Tipifarnib shows promise in refractory HRAS-mutant urothelial carcinoma
Treatment with tipifarnib appears to be safe with favourable efficacy in patients with treatment-refractory urothelial carcinoma harbouring HRAS mutations, according to the results of a phase II trial.
In total, 21 adult patients (median age, 64 years) with mutated advanced urothelial carcinoma received oral tipifarnib 900 mg twice daily on days 1–7 and 15–21 of 28-day treatment cycles. The patients had received a median of two prior systemic chemotherapy, with two of them having been exposed to immune checkpoint inhibitors (SMC-15 and -20).
Of the patients, 14 had missense HRAS mutations and seven were STK11:rs2075606 carriers.
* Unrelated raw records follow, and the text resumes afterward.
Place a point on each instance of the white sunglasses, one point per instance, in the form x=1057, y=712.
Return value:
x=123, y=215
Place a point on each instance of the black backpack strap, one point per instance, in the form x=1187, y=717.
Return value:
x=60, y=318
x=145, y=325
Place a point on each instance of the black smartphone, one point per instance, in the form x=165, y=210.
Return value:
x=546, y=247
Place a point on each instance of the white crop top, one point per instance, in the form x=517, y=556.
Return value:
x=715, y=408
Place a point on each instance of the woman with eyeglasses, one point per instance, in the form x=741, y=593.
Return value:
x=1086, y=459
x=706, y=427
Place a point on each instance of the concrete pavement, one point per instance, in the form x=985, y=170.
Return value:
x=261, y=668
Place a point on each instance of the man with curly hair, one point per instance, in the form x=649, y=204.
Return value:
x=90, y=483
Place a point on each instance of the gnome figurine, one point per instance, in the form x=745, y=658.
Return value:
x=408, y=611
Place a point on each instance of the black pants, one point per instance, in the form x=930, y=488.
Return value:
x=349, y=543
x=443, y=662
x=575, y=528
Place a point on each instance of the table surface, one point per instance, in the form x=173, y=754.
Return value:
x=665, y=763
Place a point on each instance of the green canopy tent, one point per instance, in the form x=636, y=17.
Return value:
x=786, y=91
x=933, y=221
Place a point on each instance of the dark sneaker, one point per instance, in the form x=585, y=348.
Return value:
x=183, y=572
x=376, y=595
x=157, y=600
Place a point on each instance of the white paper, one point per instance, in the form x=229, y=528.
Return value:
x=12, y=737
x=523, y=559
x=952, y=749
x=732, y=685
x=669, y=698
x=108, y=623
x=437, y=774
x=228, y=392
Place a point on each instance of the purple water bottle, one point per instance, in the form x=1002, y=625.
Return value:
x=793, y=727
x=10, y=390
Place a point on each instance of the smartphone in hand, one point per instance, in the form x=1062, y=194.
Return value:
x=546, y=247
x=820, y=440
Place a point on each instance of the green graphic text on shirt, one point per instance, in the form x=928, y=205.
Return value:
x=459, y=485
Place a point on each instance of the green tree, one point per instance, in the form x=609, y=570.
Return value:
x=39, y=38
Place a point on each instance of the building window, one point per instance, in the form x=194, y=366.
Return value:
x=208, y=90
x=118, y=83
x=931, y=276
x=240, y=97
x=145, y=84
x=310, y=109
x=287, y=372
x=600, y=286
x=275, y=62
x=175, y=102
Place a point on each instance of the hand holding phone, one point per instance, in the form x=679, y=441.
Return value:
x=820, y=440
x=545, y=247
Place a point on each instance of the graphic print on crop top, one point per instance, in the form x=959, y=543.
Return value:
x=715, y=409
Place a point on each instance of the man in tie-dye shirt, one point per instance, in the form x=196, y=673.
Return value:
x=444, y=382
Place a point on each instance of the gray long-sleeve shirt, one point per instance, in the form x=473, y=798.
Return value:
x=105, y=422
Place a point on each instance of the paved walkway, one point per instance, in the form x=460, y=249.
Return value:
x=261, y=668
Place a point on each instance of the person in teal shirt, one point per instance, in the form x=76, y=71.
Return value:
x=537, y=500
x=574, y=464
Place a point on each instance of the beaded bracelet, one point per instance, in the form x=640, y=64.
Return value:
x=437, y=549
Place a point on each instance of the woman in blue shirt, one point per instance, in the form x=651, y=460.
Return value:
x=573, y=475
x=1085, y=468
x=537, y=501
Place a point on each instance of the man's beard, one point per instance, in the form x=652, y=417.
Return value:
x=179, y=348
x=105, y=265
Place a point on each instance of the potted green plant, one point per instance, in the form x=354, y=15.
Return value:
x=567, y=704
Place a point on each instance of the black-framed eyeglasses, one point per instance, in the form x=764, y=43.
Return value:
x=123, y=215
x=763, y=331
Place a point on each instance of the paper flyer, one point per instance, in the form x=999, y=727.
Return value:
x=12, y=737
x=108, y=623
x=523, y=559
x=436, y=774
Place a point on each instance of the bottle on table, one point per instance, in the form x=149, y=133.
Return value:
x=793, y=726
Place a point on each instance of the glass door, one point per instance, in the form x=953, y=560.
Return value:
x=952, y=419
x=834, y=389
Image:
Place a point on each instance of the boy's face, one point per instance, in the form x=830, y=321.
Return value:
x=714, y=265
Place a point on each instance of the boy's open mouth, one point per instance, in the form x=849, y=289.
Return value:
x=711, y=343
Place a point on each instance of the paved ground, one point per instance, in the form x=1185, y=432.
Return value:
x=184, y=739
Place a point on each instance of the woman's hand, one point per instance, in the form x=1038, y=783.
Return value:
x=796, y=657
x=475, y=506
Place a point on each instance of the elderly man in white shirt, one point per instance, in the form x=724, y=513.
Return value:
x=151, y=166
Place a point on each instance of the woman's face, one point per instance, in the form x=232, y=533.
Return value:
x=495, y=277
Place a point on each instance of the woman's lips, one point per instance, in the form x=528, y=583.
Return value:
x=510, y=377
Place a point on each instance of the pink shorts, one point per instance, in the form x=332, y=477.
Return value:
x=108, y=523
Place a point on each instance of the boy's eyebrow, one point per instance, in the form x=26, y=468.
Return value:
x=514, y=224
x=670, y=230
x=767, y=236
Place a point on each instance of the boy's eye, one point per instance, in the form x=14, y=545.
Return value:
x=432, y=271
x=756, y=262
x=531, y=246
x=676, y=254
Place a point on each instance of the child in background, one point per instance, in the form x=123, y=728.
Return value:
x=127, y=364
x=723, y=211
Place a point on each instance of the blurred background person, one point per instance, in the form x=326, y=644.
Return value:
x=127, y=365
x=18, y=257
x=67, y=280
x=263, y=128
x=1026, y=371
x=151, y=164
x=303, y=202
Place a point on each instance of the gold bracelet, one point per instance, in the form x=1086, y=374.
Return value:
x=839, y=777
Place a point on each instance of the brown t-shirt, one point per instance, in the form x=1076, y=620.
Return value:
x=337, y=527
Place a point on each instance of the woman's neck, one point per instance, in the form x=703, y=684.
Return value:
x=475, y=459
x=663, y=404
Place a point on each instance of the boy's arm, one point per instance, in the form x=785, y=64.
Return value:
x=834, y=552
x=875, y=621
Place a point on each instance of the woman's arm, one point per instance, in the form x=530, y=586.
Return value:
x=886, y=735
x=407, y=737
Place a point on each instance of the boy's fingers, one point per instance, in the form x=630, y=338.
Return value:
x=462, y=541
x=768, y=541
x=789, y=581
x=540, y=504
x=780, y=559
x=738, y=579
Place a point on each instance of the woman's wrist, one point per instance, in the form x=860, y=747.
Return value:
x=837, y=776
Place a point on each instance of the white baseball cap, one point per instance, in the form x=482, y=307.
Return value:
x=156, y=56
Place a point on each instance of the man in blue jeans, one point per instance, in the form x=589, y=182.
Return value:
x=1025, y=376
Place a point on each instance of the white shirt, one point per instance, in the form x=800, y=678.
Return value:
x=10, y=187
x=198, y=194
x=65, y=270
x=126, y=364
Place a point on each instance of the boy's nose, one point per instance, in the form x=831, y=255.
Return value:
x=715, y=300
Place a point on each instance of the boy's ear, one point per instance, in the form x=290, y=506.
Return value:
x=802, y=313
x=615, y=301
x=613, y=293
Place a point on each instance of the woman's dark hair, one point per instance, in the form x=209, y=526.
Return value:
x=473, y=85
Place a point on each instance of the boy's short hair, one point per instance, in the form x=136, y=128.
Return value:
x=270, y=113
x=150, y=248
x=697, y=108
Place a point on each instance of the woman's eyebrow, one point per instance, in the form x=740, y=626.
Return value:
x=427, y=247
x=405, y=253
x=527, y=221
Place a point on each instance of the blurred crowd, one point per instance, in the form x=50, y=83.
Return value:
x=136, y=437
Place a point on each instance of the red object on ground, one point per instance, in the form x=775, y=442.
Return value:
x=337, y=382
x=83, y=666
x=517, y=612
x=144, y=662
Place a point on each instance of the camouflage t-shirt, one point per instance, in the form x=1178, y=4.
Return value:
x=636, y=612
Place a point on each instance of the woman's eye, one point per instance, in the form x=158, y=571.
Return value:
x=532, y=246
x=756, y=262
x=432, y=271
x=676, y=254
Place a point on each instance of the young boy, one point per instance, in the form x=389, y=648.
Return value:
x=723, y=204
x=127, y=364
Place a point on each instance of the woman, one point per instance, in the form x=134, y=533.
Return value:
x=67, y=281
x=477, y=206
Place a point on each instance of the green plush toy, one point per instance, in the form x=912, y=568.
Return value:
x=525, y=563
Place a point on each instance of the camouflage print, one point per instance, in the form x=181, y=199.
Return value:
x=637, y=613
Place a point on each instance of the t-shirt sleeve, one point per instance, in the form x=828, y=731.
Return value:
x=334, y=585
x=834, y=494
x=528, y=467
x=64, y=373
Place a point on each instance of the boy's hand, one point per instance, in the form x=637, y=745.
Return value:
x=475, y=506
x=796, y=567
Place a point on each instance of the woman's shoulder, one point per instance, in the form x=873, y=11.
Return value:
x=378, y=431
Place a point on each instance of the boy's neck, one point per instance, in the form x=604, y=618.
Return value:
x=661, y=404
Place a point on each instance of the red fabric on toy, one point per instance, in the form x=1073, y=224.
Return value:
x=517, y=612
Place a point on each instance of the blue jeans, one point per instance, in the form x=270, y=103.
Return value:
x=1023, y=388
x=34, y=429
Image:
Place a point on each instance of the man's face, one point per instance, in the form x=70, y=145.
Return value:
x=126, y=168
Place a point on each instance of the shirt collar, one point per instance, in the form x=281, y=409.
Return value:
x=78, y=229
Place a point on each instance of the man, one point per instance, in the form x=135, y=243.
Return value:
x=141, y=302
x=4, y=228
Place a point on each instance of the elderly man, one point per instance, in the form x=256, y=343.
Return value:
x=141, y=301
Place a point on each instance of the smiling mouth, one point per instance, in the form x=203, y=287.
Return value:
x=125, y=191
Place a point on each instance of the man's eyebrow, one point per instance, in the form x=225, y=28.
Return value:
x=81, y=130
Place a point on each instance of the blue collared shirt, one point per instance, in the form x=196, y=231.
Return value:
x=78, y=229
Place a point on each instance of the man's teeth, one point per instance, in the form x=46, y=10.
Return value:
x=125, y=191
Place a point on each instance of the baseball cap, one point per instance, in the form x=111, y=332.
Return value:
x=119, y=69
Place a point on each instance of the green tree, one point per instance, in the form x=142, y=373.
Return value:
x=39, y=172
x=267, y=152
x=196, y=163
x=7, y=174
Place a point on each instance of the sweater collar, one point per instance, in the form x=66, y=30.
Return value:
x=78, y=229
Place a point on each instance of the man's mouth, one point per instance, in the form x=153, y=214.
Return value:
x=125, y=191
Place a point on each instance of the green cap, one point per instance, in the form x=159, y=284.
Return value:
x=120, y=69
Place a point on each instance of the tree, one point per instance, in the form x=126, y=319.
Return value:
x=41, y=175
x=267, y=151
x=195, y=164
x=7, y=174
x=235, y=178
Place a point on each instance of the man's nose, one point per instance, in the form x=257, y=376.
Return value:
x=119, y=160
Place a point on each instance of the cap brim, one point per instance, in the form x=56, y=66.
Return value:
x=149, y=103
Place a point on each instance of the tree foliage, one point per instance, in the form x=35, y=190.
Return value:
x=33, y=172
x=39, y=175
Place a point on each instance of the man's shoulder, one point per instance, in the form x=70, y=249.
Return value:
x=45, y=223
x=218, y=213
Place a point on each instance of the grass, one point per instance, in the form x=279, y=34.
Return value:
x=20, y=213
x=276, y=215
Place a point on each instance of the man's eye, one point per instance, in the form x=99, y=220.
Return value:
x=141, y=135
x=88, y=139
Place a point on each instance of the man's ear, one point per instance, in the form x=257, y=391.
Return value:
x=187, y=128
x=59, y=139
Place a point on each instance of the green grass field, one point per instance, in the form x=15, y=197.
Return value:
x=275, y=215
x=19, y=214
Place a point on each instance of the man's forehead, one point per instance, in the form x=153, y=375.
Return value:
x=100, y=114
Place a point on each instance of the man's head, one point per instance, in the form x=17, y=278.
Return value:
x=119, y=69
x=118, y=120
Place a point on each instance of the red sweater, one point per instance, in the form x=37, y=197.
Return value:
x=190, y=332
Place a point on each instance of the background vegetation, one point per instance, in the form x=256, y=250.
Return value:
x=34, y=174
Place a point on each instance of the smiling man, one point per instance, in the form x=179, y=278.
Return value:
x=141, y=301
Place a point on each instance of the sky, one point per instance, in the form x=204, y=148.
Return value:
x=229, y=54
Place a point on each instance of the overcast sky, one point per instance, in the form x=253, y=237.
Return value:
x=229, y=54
Four patients (19 percent) achieved the primary endpoint of progression-free survival (PFS) at 6 months: three with missense HRAS mutations and one who was an STK11 carrier had HRAS frameshift insertions at H27fs and H28fs, which rendered a nonsense HRAS mutation.
The overall response rate was 24 percent (four patients with missense and one patient with nonsense frameshift HRAS mutation). Tipifarnib did not produce a response in any of the patients with wild-type HRAS tumours.
Over a median follow-up of 28 months, the median PFS was 4.7 months (95 percent confidence interval [CI], 2.5–5.6) while the median overall survival was 6.1 months (95 percent CI, 5.0–7.2).
A total of 97 tipifarnib cycles (median, 3; range, 1 to 18) were delivered. At the final analysis, only two patients remained on treatment. The most frequent reason for discontinuation was disease progression (n=14).
All patients developed a treatment-related adverse event (TRAE), with 14 (67 percent) experiencing higher-grade TRAE. Commonly reported adverse events included fatigue (86 percent) and haematologic toxicities.